The stimulus for this proposed amendment was the outbreak of foot and mouth disease in England in early 2001. Today, foot and mouth disease does not exist in England or North America. The real interesting part of this proposed ruling is that dogs and cats cannot contract foot and mouth disease, but the board requires they have an import permit to enter North Dakota. Bison, cattle, sheep and swine can contract foot and mouth disease, but they are exempt from this proposed ruling if they originate from a producer's premises in Minnesota, South Dakota or Montana and are delivered directly to a licensed livestock auction market in North Dakota.
Consequently, a rancher can bring a shipment of livestock that can carry the disease into North Dakota and not need an import permit. However, if he brings his dog that can't carry the disease, he must have an import permit for the dog
So, the bottom line from this ruling is the state board has determined we need to get health certificates and import permits for the dogs and cats crossing the border, even though they can't contract foot and mouth disease, even if it existed in this country. At the same time, they exempted the animals that can contract it and would be coming into contact with other livestock. Why did they exempt those animals? Because of the additional cost required to get the import permit and the burden it would put on each of their special interests.
To give you an idea how this can affect you, as written you would need a health certificate and import permit within 30 days of bringing your pet into North Dakota to do the following:
• Taking your pet to a bordering state for the weekend and returning.
• Bringing your dog or cat into North Dakota for any purpose.
• Bringing your hunting dog into North Dakota.
• Bringing your horse into North Dakota for a competition.
Additionally, the pet industry will be hit with additional charges to bring pets into the state. Those costs will have to be passed on to the consumer.
All this, to prevent a disease that does not exist in North America.
If this makes as little sense to you as it does me, help us by calling your local representatives. My concern is the lack of representation for pet owners and the pet industry on the Board of Animal Health. The board has eight members, six from the cattle, sheep, swine and bison industry. The other two board members are veterinarians, usually specializing in large livestock. You might ask your representative who the board answers to when it created senseless rulings such as this.
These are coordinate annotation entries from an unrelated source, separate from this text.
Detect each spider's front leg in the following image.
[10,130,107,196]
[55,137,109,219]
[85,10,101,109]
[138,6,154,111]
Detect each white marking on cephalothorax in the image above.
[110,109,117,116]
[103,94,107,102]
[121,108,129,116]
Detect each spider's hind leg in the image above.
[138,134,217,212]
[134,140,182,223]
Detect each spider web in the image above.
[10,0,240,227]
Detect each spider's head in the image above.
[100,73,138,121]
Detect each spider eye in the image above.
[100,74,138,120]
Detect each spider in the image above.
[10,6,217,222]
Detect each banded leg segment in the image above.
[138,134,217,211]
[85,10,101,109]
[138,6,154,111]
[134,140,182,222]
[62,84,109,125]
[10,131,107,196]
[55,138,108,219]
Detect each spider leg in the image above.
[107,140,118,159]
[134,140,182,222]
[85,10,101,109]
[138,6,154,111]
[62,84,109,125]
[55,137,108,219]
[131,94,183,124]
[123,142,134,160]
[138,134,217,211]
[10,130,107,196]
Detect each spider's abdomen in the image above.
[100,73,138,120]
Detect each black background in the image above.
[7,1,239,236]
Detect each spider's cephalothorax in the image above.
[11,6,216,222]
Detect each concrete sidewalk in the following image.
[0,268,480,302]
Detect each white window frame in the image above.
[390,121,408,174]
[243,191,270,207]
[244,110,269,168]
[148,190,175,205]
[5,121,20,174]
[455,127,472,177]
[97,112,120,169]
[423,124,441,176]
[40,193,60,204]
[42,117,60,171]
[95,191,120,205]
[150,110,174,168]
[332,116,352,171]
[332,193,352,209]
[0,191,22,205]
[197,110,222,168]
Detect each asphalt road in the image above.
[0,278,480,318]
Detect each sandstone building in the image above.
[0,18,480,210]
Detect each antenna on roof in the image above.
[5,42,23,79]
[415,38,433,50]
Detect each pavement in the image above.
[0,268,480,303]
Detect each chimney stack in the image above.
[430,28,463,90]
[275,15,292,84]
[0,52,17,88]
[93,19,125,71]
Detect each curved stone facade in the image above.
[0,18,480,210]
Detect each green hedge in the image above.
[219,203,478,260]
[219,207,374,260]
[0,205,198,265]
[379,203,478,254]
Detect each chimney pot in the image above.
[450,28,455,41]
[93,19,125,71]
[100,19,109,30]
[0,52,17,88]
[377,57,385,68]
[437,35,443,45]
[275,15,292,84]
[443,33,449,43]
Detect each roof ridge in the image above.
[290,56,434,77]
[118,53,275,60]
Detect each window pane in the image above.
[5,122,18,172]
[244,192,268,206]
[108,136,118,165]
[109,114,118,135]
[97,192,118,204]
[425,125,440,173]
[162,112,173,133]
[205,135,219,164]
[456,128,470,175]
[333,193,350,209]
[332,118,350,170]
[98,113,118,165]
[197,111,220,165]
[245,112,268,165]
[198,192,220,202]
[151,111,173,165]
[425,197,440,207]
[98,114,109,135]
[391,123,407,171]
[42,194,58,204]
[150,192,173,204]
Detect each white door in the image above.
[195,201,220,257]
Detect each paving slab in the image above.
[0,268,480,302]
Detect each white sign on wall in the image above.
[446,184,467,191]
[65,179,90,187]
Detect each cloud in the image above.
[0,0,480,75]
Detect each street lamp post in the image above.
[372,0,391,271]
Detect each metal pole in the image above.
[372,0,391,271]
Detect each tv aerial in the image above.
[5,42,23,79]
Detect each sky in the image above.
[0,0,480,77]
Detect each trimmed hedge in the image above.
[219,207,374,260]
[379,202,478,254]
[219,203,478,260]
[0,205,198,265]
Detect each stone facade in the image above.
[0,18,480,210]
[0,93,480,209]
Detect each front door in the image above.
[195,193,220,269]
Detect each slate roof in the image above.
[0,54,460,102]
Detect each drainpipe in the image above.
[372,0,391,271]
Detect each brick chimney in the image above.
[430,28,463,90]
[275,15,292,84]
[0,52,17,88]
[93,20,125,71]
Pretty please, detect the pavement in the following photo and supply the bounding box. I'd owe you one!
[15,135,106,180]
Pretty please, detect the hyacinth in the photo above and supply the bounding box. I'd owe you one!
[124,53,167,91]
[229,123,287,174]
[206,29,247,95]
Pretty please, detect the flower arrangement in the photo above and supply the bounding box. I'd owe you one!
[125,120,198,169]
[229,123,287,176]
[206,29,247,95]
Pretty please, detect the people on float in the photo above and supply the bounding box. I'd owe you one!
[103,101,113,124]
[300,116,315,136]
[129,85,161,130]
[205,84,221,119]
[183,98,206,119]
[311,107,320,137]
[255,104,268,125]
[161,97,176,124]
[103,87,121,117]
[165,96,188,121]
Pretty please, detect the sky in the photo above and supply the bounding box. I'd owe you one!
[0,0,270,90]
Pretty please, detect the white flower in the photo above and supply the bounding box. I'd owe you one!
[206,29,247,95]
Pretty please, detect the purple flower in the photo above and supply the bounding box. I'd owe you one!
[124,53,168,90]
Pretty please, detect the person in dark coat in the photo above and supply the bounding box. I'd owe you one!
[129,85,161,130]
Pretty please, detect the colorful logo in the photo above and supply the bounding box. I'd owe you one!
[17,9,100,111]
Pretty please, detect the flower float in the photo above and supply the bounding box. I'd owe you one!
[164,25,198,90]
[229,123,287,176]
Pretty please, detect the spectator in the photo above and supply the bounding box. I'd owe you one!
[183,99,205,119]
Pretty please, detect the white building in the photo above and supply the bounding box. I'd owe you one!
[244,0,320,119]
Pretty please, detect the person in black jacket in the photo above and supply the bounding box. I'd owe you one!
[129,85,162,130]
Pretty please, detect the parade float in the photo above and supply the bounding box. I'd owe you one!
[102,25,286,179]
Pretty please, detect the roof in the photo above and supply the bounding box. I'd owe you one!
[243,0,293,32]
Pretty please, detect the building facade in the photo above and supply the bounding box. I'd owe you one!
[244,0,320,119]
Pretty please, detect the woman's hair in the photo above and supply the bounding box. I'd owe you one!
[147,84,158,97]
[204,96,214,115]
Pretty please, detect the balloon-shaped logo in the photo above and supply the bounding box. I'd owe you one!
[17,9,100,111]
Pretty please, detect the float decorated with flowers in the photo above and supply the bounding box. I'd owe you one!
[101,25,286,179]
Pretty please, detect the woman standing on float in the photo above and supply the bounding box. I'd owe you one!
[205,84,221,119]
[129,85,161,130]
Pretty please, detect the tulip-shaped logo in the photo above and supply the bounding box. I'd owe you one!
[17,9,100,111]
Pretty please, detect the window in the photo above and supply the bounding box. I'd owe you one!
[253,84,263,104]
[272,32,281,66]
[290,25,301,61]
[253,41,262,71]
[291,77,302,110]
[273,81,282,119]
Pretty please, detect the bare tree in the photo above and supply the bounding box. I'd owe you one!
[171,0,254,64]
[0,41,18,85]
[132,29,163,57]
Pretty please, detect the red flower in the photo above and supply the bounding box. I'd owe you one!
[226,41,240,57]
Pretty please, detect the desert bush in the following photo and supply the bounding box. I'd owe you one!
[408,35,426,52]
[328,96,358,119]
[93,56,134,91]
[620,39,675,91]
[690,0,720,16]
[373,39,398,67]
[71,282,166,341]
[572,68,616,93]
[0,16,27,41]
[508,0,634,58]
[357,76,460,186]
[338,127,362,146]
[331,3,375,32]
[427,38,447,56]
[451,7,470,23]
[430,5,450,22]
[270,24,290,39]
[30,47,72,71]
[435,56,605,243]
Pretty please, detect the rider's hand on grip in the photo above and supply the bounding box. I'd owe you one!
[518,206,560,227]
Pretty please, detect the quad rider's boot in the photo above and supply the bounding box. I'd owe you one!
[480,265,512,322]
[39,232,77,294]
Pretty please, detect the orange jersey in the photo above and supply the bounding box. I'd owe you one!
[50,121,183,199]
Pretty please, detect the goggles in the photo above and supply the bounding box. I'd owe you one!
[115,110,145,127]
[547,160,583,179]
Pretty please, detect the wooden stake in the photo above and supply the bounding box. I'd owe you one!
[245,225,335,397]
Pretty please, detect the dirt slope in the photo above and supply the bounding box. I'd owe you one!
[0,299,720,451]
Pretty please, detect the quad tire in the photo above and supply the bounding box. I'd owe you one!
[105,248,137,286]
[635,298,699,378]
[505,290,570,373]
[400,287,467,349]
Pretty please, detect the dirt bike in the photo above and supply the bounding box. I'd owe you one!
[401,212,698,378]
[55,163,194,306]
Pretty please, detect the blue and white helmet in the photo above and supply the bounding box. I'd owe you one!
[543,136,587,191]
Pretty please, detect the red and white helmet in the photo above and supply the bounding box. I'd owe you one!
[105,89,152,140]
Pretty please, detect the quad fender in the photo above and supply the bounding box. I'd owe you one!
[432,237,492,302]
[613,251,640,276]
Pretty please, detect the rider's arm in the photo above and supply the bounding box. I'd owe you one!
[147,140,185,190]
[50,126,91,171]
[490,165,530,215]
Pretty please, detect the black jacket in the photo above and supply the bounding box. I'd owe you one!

The answer is nobody.
Board members are appointed by the governor and operate as a subagency under the Department of Agriculture, but answer to nobody but themselves. There are no elected officials in the chain of authority/responsibility.
I understand that the board only is trying to protect the livestock industry from a terrible disease, but common sense must prevail. People can carry foot and mouth disease as our pets can. Should we start requiring all people entering the state to have an import permit?
Please call your elected representatives and ask what this is all about. A public hearing on the proposed amendments is scheduled for 9 a.m. Tuesday in the North Dakota Heritage Center on the State Capitol Grounds in Bismarck.
Bach is a businessman and pet owner in Fargo.